While freedom may not be the primary goal of anyone wishing to pursue a career as an artist, it is likely at least motivation on some level. But there is far more at stake when one takes up the challenge of turning artistic passion into a way of generating income. There is a deep-seated need to find fulfillment in what one does. There is a recognition that in order to be happy, one must be free. This is a steep road without question. There is a strength of will required to stick to this thorny path in the face of defeat, uncertainty, and at times derision.

There may be days when we think, what sets me apart? What makes me so special that I get to reach for this lofty goal of freedom and fulfillment? In the face of family, spouses, lovers, friends, all of whom may be telling us—with the best of intentions of course—to give up the dream and buckle down, it can be easy to eventually internalize this energy and believe it is what’s right. The truth of the matter is that, despite these people being some of our closest confidantes and advisors, no one knows you like you do. It is only us who truly know our own needs. No matter how intimately connected we may be with another person, only we live inside our own minds.

It is an unfortunate truth that the desire to fulfill a goal such as this can present very real challenges to relationships. The people we partner with in life may have dreams that are very far removed from our own and may begin to see the need to pursue art as an obstacle to forward momentum. They may see tenacity as stubbornness and may interpret an unwillingness to come to terms with that they deem reality. It is important for those in creative fields to be up front about their goals from the very outset of any relationship. Since the goal is freedom and fulfillment, what partner or friend in a relationship would really want to deny that intent in the other, even if they didn’t understad it? While there is absolutely nothing wrong with choosing this life, it may not be for everyone and it is only right that those who may become entangled in our lives understand where our priorities lie.

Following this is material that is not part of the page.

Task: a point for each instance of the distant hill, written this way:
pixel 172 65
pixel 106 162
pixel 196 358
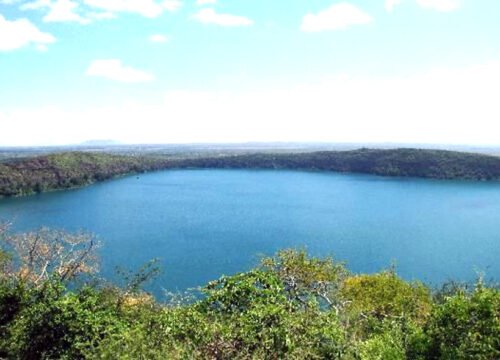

When confronted by those who love us and think they know best, it can be difficult to know how to respond. Initial reactions to this sort of unsolicited advice may be rooted in anger and frustration that those closest to us are not showing confidence in our ability to succeed. Take a moment and breathe. Do not meet such interactions with hostility. Try to remember that the people who love us want nothing but the best for us. They are our allies even though they may not always understand how to support us.

It is important to help these people help us. Do not mince words, be direct about your needs and goals. Ask whether your spouse, your lover, your best friend would rather see you resentfully trudging a claustrophobic path that offers no fulfillment, or engaged in the practice of following your calling with the assurance that it is possible to make a career as an artist.